Puntual como
cada mañana, estaba en el banco de siempre sentada buscando un sol tibio que apenas
se atrevía a aparecer. Junto a ella un perrita mestiza hija de la ca, lo que se entiende por un chucho. De pelo algo ensortijado y sin brillo y
el cuerpo más famélico que lustroso, en oposición a la dueña, deforme, obesa, que no
soportaba las carnes y que no tenía parecido, ni en pelo, ni en peso, con la perra. Soldada a unas gafas de sol de pasta fuera de época, con un cristal roto. Las dos exhibían cuerpos abandonados por los que el lujo había estado ausente
de sus vidas. La mujer tenía siempre la misma postura, el cuerpo hacia atrás y los pies apenas
llegaban al suelo; el bolso raído pegado a sus manos, mal cerrado por el que
asomaba un pañuelo en pésimas condiciones de uso y la perrilla a su lado como una parte
más de ella. Era una escena que inspiraba cuando menos compasión, hizo
un movimiento discreto pero que terminó por abrir el bolso y se precipitaron
todas las pertenencias, todas sin ningún valor. Me acerqué para ayudarle a recogerlas
pero permaneció inmóvil y solo la perrilla se percató haciendo un gesto huidizo.
-¿Quién está
ahí preguntó?
-No se
preocupe, soy un señor con todo el tiempo, me llamo Eduardo -la intenté tranquilizar.
Al iniciar la
conversación se mostró reservada y apretada a la perrilla como si fuera el
bolso para protegerse. Le dije.
-¿Cómo se
llama?
-Siempre me
han llamado María -balbuceó
-¿Desde cuándo
no ve bien?
-Desde siempre, no sé lo que es la luz desde que nací. Ni siquiera sería capaz de reconocer a Linda, mi perrilla. Ella ve por mí, distingue los peligros, no es un lazarillo pero es mi guía. Usted no representaba ningún riesgo por eso no se ha inmutado y le ha permitido acercarse sin rechistar -contestó.
Al despedirme
le indiqué que se había abierto el bolso y que si me lo permitía recogía lo
que era suyo. Sin dudarlo confió, debió hacerlo por el tono de mi voz.
Pasaron algunos
días, volví a la plaza y allí estaba en el banco bajo un sol que no se había
atrevido a despuntar. ¡Oh dios mío! Estaba sola, con mucho peor aspecto si ello era posible, su rostro totalmente empapado de lágrimas y en un continuo gemir.

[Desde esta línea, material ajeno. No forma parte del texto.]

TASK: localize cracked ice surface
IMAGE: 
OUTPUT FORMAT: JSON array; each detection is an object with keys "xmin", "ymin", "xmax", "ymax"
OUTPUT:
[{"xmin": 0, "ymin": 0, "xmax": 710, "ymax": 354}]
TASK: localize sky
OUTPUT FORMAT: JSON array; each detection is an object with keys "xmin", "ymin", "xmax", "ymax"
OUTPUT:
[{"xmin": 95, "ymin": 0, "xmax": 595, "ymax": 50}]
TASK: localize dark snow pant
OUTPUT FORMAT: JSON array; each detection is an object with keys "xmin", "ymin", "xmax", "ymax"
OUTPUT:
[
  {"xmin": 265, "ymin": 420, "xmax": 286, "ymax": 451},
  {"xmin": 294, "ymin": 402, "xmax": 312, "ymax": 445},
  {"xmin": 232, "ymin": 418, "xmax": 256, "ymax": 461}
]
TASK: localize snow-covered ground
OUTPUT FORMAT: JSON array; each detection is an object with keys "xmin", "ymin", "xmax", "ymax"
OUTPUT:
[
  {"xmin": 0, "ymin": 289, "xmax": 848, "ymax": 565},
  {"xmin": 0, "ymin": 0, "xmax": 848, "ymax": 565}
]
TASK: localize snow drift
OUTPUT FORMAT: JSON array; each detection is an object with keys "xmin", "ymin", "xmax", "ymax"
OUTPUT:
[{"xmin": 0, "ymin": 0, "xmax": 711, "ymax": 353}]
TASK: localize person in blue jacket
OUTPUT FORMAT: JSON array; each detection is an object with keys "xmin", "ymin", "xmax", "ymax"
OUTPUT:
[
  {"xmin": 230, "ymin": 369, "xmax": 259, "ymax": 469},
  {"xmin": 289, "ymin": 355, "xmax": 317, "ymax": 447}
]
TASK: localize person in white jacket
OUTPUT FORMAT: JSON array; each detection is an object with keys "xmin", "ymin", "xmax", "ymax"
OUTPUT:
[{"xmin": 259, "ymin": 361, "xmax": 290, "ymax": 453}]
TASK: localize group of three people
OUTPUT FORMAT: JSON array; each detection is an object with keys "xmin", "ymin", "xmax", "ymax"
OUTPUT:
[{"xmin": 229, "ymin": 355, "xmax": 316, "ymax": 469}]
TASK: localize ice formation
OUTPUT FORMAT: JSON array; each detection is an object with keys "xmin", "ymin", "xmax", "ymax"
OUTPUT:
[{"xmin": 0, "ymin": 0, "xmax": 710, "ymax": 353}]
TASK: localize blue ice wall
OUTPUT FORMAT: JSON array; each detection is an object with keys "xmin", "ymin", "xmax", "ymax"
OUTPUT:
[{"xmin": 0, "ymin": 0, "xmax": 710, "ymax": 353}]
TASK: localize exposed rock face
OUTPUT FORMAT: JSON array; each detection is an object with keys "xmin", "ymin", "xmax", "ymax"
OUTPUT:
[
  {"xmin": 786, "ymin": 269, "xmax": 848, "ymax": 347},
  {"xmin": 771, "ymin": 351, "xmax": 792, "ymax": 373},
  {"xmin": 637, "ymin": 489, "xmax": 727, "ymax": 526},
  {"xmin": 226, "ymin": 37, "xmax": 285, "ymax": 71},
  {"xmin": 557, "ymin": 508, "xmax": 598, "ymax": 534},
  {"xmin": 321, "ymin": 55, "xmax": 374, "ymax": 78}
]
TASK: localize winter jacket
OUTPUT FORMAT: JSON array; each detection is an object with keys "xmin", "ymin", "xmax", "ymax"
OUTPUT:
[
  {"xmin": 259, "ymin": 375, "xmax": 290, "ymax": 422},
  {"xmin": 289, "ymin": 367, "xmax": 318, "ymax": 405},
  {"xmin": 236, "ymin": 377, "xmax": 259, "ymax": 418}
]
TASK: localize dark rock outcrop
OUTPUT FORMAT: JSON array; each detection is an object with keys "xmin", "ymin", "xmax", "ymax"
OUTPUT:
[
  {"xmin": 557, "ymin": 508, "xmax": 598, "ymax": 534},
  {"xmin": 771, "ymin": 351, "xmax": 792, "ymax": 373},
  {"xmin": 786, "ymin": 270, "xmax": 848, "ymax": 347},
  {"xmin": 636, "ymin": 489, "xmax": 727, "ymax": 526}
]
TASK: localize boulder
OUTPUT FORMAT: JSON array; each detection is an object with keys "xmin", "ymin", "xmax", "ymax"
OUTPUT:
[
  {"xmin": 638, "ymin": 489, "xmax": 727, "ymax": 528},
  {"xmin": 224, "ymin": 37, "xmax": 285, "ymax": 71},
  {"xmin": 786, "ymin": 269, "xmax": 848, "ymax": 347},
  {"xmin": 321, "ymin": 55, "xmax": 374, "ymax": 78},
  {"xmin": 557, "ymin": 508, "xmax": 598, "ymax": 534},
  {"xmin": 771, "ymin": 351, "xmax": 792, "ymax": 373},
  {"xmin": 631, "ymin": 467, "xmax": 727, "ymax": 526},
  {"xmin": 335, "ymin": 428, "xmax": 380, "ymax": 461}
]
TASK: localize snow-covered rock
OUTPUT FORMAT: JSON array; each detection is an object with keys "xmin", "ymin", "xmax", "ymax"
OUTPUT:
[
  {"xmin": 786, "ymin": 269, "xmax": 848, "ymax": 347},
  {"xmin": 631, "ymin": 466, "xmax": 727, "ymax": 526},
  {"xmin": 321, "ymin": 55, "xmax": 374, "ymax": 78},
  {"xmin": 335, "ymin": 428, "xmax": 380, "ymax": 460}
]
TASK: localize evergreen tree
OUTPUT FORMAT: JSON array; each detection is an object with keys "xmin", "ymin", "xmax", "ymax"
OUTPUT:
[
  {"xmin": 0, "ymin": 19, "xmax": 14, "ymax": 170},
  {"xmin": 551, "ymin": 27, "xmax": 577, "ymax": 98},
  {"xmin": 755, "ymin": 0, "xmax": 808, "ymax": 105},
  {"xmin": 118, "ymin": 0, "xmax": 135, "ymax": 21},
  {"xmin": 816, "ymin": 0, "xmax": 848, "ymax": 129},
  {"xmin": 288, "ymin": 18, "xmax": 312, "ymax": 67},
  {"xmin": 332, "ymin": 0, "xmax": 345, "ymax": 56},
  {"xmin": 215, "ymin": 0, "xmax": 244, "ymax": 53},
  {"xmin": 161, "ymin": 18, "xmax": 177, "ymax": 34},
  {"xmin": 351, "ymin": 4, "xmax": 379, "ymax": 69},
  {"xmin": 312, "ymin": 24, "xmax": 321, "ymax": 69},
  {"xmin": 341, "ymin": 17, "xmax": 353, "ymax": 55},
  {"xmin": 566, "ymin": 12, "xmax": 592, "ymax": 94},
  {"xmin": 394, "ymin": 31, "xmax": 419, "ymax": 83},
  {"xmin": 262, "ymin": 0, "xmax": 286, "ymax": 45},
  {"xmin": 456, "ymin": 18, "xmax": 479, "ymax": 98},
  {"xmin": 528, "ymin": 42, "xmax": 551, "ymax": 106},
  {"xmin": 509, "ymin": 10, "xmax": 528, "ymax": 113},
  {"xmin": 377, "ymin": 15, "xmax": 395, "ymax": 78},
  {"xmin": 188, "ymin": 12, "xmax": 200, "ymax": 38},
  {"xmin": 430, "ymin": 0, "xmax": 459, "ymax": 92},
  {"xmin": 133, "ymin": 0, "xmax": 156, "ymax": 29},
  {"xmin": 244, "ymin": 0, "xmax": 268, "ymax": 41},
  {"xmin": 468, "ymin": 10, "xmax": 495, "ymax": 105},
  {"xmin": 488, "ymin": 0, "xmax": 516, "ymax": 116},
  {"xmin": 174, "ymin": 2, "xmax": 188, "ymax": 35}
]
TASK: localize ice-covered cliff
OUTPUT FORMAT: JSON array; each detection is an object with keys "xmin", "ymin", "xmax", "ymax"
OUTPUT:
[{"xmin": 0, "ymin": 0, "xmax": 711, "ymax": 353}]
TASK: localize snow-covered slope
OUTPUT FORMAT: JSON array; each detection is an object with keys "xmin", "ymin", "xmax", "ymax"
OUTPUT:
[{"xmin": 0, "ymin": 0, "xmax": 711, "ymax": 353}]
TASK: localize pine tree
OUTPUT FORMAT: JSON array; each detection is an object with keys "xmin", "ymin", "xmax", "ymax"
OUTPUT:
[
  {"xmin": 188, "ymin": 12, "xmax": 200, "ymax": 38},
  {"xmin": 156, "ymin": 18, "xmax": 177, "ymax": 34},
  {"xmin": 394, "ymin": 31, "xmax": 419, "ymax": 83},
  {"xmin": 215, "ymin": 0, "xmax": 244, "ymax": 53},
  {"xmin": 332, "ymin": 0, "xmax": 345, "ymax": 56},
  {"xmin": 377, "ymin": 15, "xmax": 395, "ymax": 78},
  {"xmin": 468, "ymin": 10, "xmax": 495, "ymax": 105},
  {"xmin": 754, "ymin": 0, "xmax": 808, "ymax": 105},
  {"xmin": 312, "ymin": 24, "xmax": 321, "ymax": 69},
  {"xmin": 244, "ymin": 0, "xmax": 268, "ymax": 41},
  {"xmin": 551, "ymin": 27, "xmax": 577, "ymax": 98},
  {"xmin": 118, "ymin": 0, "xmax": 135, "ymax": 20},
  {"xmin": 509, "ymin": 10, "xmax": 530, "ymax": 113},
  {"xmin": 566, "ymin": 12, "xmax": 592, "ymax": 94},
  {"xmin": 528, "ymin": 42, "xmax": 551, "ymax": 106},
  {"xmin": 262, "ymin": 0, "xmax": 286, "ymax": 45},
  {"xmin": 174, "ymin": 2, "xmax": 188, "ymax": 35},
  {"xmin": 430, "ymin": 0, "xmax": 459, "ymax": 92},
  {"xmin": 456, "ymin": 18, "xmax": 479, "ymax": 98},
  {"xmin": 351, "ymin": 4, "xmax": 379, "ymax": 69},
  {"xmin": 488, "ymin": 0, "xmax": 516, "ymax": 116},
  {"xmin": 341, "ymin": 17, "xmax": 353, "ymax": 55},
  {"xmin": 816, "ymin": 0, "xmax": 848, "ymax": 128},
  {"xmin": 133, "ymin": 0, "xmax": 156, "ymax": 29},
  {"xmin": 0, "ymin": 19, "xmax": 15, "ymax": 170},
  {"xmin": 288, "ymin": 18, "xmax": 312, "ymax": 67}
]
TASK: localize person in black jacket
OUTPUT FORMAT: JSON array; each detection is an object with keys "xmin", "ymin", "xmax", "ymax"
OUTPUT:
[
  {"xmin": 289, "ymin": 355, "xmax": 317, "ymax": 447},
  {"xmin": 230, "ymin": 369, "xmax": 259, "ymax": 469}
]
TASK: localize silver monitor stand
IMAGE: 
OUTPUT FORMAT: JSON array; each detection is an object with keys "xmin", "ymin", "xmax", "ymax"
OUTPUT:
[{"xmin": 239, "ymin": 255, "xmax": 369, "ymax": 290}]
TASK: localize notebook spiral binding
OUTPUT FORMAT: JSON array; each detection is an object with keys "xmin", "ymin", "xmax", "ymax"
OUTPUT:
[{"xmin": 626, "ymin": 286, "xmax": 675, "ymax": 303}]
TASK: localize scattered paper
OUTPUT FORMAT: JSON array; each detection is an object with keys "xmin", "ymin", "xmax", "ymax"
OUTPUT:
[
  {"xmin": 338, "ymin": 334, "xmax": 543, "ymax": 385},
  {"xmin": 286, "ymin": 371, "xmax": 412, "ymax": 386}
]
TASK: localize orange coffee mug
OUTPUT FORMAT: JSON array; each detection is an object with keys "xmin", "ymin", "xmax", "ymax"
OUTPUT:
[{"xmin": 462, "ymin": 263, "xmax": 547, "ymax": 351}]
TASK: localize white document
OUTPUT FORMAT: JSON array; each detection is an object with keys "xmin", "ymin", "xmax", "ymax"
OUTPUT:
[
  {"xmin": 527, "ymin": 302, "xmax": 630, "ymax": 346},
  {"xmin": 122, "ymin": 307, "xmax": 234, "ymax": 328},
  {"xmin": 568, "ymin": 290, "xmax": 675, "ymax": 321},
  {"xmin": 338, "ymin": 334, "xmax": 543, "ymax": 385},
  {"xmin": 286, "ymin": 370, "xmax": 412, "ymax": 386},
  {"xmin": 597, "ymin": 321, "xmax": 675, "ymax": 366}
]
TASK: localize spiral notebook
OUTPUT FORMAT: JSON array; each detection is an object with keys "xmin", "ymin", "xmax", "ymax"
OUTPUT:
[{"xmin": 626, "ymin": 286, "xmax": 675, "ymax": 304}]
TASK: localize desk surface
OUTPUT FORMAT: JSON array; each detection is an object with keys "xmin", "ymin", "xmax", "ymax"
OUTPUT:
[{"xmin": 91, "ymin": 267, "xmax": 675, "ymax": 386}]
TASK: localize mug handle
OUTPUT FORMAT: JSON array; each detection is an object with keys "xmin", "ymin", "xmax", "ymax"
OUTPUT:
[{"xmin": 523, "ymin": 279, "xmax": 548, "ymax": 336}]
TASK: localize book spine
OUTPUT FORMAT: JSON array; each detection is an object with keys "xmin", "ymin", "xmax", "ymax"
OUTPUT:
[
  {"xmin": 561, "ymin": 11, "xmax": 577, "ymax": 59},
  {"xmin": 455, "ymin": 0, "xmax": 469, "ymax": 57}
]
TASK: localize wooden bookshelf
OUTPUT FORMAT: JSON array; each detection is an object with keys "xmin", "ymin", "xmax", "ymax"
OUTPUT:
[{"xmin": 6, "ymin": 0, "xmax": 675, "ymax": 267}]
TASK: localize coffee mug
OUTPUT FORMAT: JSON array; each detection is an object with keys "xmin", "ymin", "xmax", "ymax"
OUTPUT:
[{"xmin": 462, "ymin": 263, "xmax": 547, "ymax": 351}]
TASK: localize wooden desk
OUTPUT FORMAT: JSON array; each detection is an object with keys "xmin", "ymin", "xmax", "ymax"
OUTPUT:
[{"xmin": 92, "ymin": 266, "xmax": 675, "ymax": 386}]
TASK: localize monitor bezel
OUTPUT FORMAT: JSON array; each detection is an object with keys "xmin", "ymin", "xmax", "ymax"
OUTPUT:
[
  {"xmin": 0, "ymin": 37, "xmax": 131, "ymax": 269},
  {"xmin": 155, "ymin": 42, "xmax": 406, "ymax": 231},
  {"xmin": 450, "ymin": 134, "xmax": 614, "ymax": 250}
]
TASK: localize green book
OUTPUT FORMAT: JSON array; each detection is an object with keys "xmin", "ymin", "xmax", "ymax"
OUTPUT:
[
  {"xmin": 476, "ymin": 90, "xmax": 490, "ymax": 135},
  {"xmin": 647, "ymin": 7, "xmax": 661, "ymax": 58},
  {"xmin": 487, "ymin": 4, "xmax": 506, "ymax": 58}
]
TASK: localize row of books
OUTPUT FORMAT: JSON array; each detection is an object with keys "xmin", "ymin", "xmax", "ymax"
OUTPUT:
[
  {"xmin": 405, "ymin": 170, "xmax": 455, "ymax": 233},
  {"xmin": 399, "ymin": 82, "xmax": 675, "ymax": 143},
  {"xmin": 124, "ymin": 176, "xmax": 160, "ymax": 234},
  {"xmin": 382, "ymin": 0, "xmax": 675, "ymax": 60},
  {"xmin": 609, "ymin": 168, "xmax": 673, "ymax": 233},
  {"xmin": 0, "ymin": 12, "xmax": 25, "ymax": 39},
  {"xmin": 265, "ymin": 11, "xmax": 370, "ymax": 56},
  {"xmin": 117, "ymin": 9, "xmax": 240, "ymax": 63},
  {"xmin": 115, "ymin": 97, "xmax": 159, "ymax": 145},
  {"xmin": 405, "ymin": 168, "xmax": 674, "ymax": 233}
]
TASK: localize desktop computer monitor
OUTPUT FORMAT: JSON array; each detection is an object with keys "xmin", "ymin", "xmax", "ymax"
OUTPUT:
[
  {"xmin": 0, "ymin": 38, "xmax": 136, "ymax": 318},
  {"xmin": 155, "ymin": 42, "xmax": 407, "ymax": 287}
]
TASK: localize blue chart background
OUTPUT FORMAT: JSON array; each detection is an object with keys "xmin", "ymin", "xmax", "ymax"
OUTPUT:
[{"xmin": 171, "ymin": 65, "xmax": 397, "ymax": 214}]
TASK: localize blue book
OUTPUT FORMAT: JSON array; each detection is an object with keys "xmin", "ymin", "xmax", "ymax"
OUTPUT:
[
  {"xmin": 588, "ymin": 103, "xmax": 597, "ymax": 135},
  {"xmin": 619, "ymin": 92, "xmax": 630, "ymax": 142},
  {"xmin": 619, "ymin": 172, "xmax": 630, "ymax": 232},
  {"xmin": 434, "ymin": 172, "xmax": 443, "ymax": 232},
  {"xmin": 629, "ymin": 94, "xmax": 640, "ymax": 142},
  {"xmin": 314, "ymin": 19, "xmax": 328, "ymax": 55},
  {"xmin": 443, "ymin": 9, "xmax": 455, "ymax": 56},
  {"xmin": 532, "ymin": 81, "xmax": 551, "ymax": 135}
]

Al acercarme se apoyó en mi hombro y dijo.
- ¡Me ha
dejado, me ha abandonado! Llevo varios días sola.
Tanto me
impresionó la situación que quedé agarrotado, no me salían palabras de
consuelo.
Así varios
días, siempre en el mismo banco y con la misma pena.
Aquella
mañana el sol se hacía hueco entre un cielo desolado. Un hombrecillo se
acercaba. Cuando estuvo a nuestra altura unas pequeñas orejas salían de la
bolsa bajo sus brazos. Ella intuyó que era Linda y comenzó a gritarme.
-¡Dígame que
es ella! ¡Dígamelo!
Se fundieron en un abrazo. María acariciaba a Linda y besaba las manos del indigente.